2016/2017 talvez fiquem como o biênio divisor de águas para o povo brasileiro e sua república meia boca. Crise econômica, impeachment candango, epidemia de zika, lama de Mariana, malas e malas de dinheiro vivo circulando indecentemente, gravações clandestinas, traições e mais traições, e, principalmente, a Lava Jato, em todas as suas dimensões, desnudaram cruelmente a tragicomédia da vida social e política nada republicana brasileira. Parece que quase nada sobra de bom nesses 30 anos de nova república, o que não significa (vade retro) que a ditadura militar era melhor.

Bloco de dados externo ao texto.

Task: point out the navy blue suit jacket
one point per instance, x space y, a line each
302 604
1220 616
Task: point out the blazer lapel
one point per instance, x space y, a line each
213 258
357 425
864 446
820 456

A Lava Jato tem sido nosso liquidificador, batendo freneticamente o indigesto milk-shake. Implacável centrífuga, triturando as mazelas do indecente sistema antirepublicano que uniu políticos, grandes empresários e graduados agentes estatais na tarefa insensata de espoliar o país. Implacável? Nem tanto. As penas reais que vêm sendo aplicadas aos grandes empresários corruptos e corruptores, com os benefícios da delação premiada e as demais benesses de nosso sistema penal, não condizem com a gravidade dos crimes que cometeram. Quanto à definitiva punição dos políticos corruptos, ainda passará muita água debaixo da ponte. Com tantos delatores, parece que não sobrarão delatados para sofrer os rigores da lei na sua inteireza.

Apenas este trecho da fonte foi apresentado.